Monika Moreno is a screenwriter and the director of the Angelus Student Film Festival, in Hollywood. Monika talks to True Feminism about the mission of Angelus.
SD: What does Angelus do?
MM: Angelus student film festival honors student filmmakers on an international level, at film schools, and universities. We honour the filmmaker as they create films that respect, the dignity of the human person, for example films shorts such as animation or documentary must have a theme such as redemption, tolerance, dignity, forgiveness, or spirituality. It could be a comedy, a tragedy, a hard-hitting documentary or a hilarious animation.
SD: How are Festival entries selected?
MM: We receive anywhere from 400 to 700 films a year and they go through three sets of jurors. Three people see the film in the first round, our judging is the heart of Angelus, because we take such great care and laborious detail, making sure each film, gets a fair shot, so it’s not just based on one person’s opinion, we might have a group watch a film, then a different group. We select a few members and those are our semi-finalists, and we have a top group of industry professionals choose the winners.
SD: How does Angelus differ from other Student film festivals?
MM: The difference between the Angelus student festivals and others for one is our theme, that the films must engage the heart, we do require production excellence, but stories are paramount and the central mission of Angelus.

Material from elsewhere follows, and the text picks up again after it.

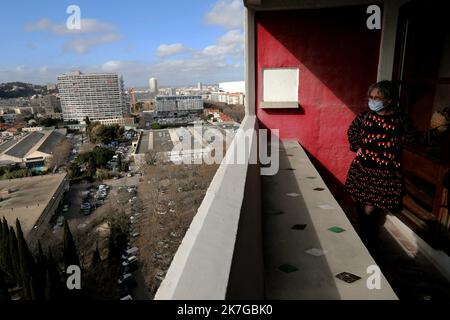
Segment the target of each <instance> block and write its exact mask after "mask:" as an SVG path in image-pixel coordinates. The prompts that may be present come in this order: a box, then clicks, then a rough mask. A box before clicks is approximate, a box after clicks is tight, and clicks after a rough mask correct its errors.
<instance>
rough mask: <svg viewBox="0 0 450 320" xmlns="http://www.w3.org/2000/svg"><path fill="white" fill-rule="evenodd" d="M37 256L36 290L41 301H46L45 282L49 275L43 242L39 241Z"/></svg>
mask: <svg viewBox="0 0 450 320" xmlns="http://www.w3.org/2000/svg"><path fill="white" fill-rule="evenodd" d="M37 251H38V252H37V256H36V273H35V285H36V286H35V290H36V294H37V296H38V299H39V300H44V299H45V280H46V273H47V259H46V258H45V255H44V252H43V250H42V246H41V242H40V241H38V250H37Z"/></svg>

SD: How does someone enter an Angelus film festival?
MM: It doesn’t matter what country they are from, they just go to our website or to without a box.com, fill out the application online and send it to us. We keep prices down, we are a non-profit film festival. This year we have a new award called "Wake up to justice" and the winner of that must be around live action or documentary, must centre on social issues in a global way. The grand prizewinner gets $10,000 and then we have a $5,000 winner for a film that wins the triumph of the spirit award and then we have outstanding documentary and outstanding animation, so it’s quite gratifying to see Hollywood back our little festival. We offer tickets free in Hollywood, our goal, is to bring visibility to talented young filmmakers, who should have a career, in Hollywood or internationally.
After the festival is over we have tours, we go to Sundance and we are fortunate to be able to go to one international venue each year. We go to few other universities around the country, we believe film is universal language and the themes cross every culture, religion, every background: forgiveness, redemption, triumph of the spirit, so we believe what we are doing is to be able to take these young filmmakers around the world at times.

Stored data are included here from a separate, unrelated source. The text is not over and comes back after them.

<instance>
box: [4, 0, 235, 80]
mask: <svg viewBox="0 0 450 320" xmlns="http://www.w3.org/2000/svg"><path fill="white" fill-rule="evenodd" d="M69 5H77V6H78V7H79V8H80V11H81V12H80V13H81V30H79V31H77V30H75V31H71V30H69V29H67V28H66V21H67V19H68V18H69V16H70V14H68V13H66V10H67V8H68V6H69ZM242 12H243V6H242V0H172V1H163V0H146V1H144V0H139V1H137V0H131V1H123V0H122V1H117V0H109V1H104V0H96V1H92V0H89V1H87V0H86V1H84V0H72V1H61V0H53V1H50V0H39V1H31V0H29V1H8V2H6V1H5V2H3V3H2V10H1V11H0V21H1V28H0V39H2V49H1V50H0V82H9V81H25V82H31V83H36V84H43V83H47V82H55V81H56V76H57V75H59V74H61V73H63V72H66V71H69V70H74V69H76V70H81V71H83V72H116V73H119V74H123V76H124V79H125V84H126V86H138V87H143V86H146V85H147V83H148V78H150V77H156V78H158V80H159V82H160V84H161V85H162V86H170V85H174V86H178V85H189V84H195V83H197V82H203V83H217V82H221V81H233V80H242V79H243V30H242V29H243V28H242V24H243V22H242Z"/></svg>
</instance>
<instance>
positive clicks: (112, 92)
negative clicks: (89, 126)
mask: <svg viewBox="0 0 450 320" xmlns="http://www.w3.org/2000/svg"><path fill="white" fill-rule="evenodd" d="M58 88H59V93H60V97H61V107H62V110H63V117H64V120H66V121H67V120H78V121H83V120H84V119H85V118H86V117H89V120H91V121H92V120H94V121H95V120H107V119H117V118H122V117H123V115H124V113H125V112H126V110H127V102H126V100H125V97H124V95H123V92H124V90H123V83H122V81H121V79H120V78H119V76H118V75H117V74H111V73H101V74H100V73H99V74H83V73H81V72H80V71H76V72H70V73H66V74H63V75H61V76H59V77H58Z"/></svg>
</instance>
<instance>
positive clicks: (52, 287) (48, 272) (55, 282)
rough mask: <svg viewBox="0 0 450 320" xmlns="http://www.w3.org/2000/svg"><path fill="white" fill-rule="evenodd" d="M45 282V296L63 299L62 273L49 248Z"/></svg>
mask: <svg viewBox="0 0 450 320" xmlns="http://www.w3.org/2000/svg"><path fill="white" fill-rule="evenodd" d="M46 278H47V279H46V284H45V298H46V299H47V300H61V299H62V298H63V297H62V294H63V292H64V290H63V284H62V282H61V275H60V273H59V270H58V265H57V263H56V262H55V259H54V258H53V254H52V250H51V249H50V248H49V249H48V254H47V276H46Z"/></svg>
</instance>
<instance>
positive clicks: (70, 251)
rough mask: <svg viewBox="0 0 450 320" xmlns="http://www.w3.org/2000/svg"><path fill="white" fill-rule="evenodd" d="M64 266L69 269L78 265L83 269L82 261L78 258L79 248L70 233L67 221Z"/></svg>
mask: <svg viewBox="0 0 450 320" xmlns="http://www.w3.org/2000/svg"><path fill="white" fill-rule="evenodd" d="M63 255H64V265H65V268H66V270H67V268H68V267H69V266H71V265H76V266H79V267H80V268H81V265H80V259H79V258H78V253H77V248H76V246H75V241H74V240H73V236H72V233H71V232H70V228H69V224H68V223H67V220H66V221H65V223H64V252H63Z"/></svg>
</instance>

SD: What’s your favourite Angelus film?
MM: Its like crops of vine, it’s different every year you don’t know what you’re going to get. "I am always excited to see smaller films rise to the top, comedies have difficulty in general, even with the Academy awards, for some reasons, judges don’t always take comedy as seriously as the dramatic fair." We certainly have some great hard-hitting, dramas, this year and I am excited about them. " I am excited about a comedy, and for the world to see this comedy called "God of love." win the 10,000 grand prize." It will be interesting to see how that crosses over internationally.
SD: What advice would you offer someone who’s interested in the world of Alternate or independent filmmaking?

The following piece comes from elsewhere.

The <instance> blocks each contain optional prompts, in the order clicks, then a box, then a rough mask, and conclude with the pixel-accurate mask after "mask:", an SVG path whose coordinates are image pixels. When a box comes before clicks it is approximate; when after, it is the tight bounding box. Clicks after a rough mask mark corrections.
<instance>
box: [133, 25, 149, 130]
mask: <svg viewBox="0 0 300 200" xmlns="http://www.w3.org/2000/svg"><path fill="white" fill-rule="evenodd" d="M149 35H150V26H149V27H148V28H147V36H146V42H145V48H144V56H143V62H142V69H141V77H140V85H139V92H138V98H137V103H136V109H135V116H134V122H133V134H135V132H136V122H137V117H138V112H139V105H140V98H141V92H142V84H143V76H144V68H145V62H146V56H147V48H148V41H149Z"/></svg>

MM: Everybody always says persist and preserver and that’s certainly essential, but I would say “ study your craft first and by that I mean watch as many films as you can and I am always impressed when a young filmmaker, knows films from the 40s, 60s, 70s and knows international filmmakers." If they do they are going to go far. It’s like a lawyer studying cases and a doctor studying medicine. You just don’t jump in with your scalpel, because you have a great concept or any idea that happened to you or your buddy. They study and study for years. Not just film, but literature and music, and life and the arts and the more this is under their belt it certainty comes out. You can tell which filmmaker is going to make it because they take it so seriously that they eat, sleep, and drink it. Take your craft seriously.
SD: Where do the Winners go?
MM: The winners generally use their short film as a calling card, there are so many people flooding, Hollywood or saturating offices here, wanting to get a break or to be heard. You just have a screenplay or an idea you are not going to get heard quickly. With a film, a judge can see pretty quickly if you have talent or not. You can use that to get into festivals and to get noticed so many of our past winners have taken jobs, a few have made features, others have taken editing jobs, if they are animators they are getting story board artist jobs. We took one guy to Sundance last year, he was very enterprising, met somebody from MTV, who got him distribution and his feature will be at Toronto Film Festival this year.
SD: How did Angelus come up with its theme “the Triumph of the Human Spirit”?
MM: Angelus is 15 years old. 15 years ago the films that were coming out of Hollywood, were violent and were exploiting various negative elements in society, there are few good themes coming out too. A few people here got together, and thought "wouldn’t it be wonderful if we actually had a festival, if we have a venue for filmmakers to pursue these themes and award them." At the time they weren’t being awarded for that. We didn’t know if that would take off. It was very small, we only opened it to Southern California to see if there was interest, and the interest was overwhelming and it went on to a domestic, national and international level and it just took off.